Who will marry you?
Growing up, I was often asked and heard other young women being asked this question, but it was not a question; it was an expression of a grave disappointment. As a Nuer woman, it was assumed I would be married, and to be asked that question meant I had upset that assumption.
To be married meant only one thing according to the Nuer’s of South Sudan. It meant a man was willing to give up a large part of his wealth to marry you. Elders, predominantly men of the two families to marry, negotiated how much you were worth. The negotiations took hours, sometimes days, before a figure was settled on. In the past, and occasionally at present, the dowry was paid in cows. Presently, the dowry is monetary.
Over the years I have heard differing reasons why dowry was paid. Some say it was given to the bride’s family as a gift or appreciation for raising the bride. Other suggest that it was compensation for taking away the girl from her family as she, upon marriage, was considered to be a member of the groom’s family, clan or tribe. Others thought it was quid pro quo; simply, it was paid in exchange for a wife.

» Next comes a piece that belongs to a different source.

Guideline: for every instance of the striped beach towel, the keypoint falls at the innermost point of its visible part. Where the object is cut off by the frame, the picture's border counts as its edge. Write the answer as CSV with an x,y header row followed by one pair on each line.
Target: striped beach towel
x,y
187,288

What I find to be most revealing is not why a dowry is paid but the consequences that flow from such a payment. According to Nuer laws, a married woman not only ceased to be a member of her family or tribe, but she also had no recognisable claim to children upon a divorce. In the past, her husband was automatically entitled to her earnings and she could be inherited when he died. Perceived in this way, it seems inescapable that dowry, at least to some extent, was payment in exchange for a woman. It was not a gift.